The NASUWT executive member for the Lancashire area, John Girdley, said there was a strong sense of resentment among staff, who fear academy status could threaten their job security.
He said: “We want to send a message to the governors how strongly staff feel.
“Of course, we don’t want to interrupt pupils’ learning, but our overriding concern is we don’t want an academy.”
He added further strike action was a possibility after Easter if the plans were not reconsidered.
The result of the NUT ballot is expected tomorrow, Wednesday, raising the possibility that its members may also be on strike next Tuesday – which would force the school to shut completely – or could strike on another day, causing further disruption.
Management at Garstang High say that if only NASUWT members are out next Tuesday, they would have enough staff to be able to cover lessons for Year 11 students working towards their GCSEs, but all other pupils would be having an unscheduled day off.
This week, chair of governors Tom Ibison accused the unions of “holding a shotgun to our heads”, claiming the NASUWT had told them to stop the consultation process or face strike action.
Headteacher Phil Birch said he was ‘very disappointed’ the unions had gone to strike action as a first resort, instead of a last resort.
Mr Birch said: “We are still consulting, nothing has been decided, but they have chosen to take this course of action now.
“I think many parents and members of the public would support teachers’ right to strike, but this looks like a pre-emptive strike by the unions when we’re still at a very early stage.
“There were other options open to them that wouldn’t be so disruptive but they have chosen to go for a full day’s strike, and, ultimately, it’s the children who get caught in the crossfire.’’

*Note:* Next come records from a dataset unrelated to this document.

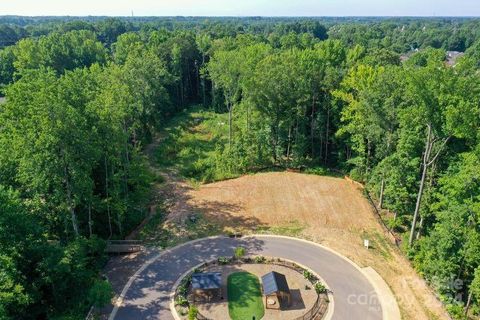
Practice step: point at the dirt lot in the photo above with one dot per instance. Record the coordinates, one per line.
(327, 210)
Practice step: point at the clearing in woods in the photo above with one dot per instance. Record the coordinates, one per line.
(329, 211)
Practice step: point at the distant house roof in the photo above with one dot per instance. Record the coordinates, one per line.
(274, 282)
(207, 280)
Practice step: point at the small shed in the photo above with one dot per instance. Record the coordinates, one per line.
(206, 286)
(276, 290)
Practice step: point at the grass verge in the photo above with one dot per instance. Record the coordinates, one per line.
(244, 297)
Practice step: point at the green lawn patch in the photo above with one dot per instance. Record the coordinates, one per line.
(244, 297)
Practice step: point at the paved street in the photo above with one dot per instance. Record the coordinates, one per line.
(149, 295)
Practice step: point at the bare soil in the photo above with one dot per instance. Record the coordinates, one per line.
(327, 210)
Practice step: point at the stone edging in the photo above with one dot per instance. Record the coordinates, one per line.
(331, 302)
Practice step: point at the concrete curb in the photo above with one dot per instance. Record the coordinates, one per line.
(327, 316)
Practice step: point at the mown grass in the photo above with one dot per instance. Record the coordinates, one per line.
(244, 296)
(191, 142)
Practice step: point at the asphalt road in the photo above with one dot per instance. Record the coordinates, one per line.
(149, 295)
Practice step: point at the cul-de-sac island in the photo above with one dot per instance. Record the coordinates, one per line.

Mr Ibison added: “All we are doing is looking at the academy option.
“We are trying to do what is right to protect this school for the community of Garstang.’’
Teaching unions are opposed to academies, claiming they create a ‘two-tier education system and place too much power in the hands of governors and headteachers, who would take over managing budgets – including teachers’ pay – and setting the curriculum.
But Mr Birch says that at Garstang, they have already pledged to retain all teachers’ existing terms and conditions and he said “the community would hold the school to account’’ if they went back on their word.
Speaking to the Courier, Garstang MP Ben Wallace said he had kept in touch with Mr Birch over academy developments.
He said: “If the head, who has improved the school massively, in conjunction with the governors, think it is right thing to do in going for an academy, he certainly has my support.”
An internet blog, Garstang Academy Forum, has been set up by a parent of a pupil at the school to discuss the ‘pros and cons’ of the academy idea.
One comment from someone who claims to work at the school says “many members of staff are angry and frightened by this proposal’’.
Another posting from a parent of three primary school children says, “I am very, very concerned about the impact academy status will have on the local community of Garstang.’’
In a letter to The Courier this week, High School staff members claim, “If Garstang High School becomes an academy it will have been stolen from the community of Garstang.’’
Garstang is one of the first schools in the area considering an academy switch to be affected by strike action.
However, it is understood that strike ballots are taking place at several other Lancashire schools also looking at the move.